En ouverture de cet article se trouve une copie d’écran de la version informatique programmée par T. Papp de «Cent mille milliards de poèmes» de Raymond Queneau. Raymond Queneau est aussi l’auteur d’«Exercices de style», un livre racontant 99 fois la même histoire, de 99 façons différentes.

Ce qui m’anime quand je consulte une de ces œuvres littéraires, c’est l’esprit ludique, le goût du jeu au-delà de la qualité de l’œuvre. Pour moi l’auteur s’est amusé, il a joué. Ces œuvres me font sourire. Et c’est cet esprit que je veux insuffler à mes formations.

La notion de jeu, en pédagogie comme en gestion de groupe, est très en vogue. Mais la question est de savoir «à quel jeu joue-t-on?».

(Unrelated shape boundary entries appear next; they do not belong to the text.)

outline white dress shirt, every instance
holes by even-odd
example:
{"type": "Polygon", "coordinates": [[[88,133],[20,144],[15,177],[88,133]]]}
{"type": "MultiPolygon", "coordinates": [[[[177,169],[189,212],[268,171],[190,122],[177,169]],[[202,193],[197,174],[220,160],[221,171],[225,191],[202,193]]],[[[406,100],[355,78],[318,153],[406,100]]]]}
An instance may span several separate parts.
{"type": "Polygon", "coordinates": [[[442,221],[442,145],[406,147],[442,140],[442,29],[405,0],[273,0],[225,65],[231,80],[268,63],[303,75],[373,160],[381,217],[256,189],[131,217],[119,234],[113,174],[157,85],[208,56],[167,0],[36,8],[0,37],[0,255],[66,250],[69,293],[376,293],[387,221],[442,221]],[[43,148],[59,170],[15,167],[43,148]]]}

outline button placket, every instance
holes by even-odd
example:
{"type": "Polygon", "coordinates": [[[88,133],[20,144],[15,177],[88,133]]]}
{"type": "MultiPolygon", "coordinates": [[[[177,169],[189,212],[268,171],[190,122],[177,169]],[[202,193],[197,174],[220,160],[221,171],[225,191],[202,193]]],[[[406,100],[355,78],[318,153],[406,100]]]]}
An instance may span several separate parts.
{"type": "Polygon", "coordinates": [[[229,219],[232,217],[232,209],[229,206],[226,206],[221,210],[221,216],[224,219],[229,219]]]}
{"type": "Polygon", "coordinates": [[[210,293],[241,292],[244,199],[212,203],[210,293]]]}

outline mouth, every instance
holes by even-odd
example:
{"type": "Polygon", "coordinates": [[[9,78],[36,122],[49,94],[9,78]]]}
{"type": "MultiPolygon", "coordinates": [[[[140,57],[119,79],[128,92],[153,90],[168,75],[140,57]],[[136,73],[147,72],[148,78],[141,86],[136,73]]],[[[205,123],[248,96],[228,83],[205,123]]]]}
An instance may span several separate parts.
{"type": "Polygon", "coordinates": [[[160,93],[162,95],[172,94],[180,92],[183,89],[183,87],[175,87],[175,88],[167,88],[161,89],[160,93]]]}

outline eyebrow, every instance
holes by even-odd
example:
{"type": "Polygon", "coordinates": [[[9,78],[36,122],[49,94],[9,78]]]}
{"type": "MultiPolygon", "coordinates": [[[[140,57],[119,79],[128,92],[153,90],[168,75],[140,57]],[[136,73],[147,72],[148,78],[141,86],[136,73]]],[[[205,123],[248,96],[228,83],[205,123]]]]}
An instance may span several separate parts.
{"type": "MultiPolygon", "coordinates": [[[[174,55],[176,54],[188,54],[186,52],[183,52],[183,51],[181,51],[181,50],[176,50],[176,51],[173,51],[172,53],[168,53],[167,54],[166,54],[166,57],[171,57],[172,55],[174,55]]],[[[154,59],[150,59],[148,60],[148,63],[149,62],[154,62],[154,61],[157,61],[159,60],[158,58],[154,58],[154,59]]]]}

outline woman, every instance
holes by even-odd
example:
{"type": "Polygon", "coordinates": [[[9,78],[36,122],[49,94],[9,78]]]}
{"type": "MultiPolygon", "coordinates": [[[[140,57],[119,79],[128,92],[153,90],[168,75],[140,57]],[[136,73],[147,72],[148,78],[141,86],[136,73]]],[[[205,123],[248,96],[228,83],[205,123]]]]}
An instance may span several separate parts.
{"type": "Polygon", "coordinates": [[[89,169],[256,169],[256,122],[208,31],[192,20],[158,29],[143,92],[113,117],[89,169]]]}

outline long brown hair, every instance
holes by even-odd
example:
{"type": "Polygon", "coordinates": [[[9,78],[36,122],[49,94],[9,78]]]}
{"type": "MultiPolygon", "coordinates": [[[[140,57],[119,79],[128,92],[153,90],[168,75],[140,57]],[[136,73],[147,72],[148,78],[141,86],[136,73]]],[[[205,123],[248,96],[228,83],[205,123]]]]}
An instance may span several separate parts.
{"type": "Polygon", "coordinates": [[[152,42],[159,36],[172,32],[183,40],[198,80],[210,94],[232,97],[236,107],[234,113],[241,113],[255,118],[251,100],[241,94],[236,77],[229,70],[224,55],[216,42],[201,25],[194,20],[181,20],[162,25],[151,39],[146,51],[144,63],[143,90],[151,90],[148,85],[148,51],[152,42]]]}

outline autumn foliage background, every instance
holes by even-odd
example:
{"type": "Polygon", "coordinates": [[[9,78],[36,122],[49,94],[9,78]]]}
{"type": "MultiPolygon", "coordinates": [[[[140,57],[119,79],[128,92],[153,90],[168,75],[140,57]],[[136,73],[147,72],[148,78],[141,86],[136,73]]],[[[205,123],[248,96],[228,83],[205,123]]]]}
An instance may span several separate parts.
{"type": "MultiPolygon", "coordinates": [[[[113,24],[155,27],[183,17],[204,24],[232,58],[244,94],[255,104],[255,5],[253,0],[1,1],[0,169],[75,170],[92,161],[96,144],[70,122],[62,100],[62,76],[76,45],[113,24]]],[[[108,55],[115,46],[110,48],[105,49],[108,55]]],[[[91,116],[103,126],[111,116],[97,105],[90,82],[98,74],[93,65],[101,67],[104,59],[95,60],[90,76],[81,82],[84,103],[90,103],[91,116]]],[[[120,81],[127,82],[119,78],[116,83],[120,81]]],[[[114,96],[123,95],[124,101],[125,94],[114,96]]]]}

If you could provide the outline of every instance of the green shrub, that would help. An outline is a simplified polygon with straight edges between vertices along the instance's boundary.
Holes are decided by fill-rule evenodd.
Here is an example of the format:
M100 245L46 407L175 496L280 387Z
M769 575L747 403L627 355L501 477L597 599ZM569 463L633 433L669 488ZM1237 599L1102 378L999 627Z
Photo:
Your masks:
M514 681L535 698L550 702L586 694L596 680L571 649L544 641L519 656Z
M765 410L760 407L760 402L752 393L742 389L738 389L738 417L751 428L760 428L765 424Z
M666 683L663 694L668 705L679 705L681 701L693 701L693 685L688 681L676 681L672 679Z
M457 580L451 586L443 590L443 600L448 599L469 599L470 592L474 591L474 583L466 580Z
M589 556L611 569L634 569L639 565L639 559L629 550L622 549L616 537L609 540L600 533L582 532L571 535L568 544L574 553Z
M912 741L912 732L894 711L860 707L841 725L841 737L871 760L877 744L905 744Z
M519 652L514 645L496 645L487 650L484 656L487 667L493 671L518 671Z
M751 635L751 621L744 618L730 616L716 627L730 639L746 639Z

En effet, la définition de «jeu» en français est une des plus longues du dictionnaire. Nous ne possédons même pas la nuance entre le game et le play des anglais. Ce qui est certain, c’est que le jeu qui m’intéresse n’est pas celui qui est centré sur la thésaurisation, où le gagnant prend tout. Ce serait plutôt celui du «beau geste», du «jubilatoire», celui qui permet «d’être avec», de se «sentir vivre», même si la victoire n’est pas toujours au rendez-vous.

Pour certains historiens et anthropologues, le jeu est à la racine de notre notion de culture en cela même qu’il la précède. Même si les recherches en la matière sont contestés, il est avéré que de nombreux animaux jouent (même les fourmis parait-il)*.

Alors pour terminer cet article, je vous propose un petit jeu:

Que vous rappelle ce texte? En quoi lui manque t-il quelque-chose?

« J’avoue j’en ai bavé pas toi mon amour ; Avant d’avoir eu vent de toi mon amour
À ton avis qu’avons-nous vu de l’amour ? De toi à moi tu m’a eu mon amour
Hélas avril en vain me voue à l’amour ; J’avais envie de voir en toi cet amour
La vie ne vaut d’être vécue sans amour ; Mais c’est toi qui l’a voulu mon amour »

Difficile d’aplatir ce superbe texte de La javanaise de Serge Gainsbourg même en utilisant le tutoiement… mais existe-il une façon plus imagée, plus directement compréhensible, de faire sentir l’importance et le plaisir qu’il y a à utiliser l’allitération. Allitération en V du vouvoiement dans ce cas, propre à mettre à distance l’être aimé qui n’est plus là.

Une occasion comme une autre d’apprendre le français aujourd’hui.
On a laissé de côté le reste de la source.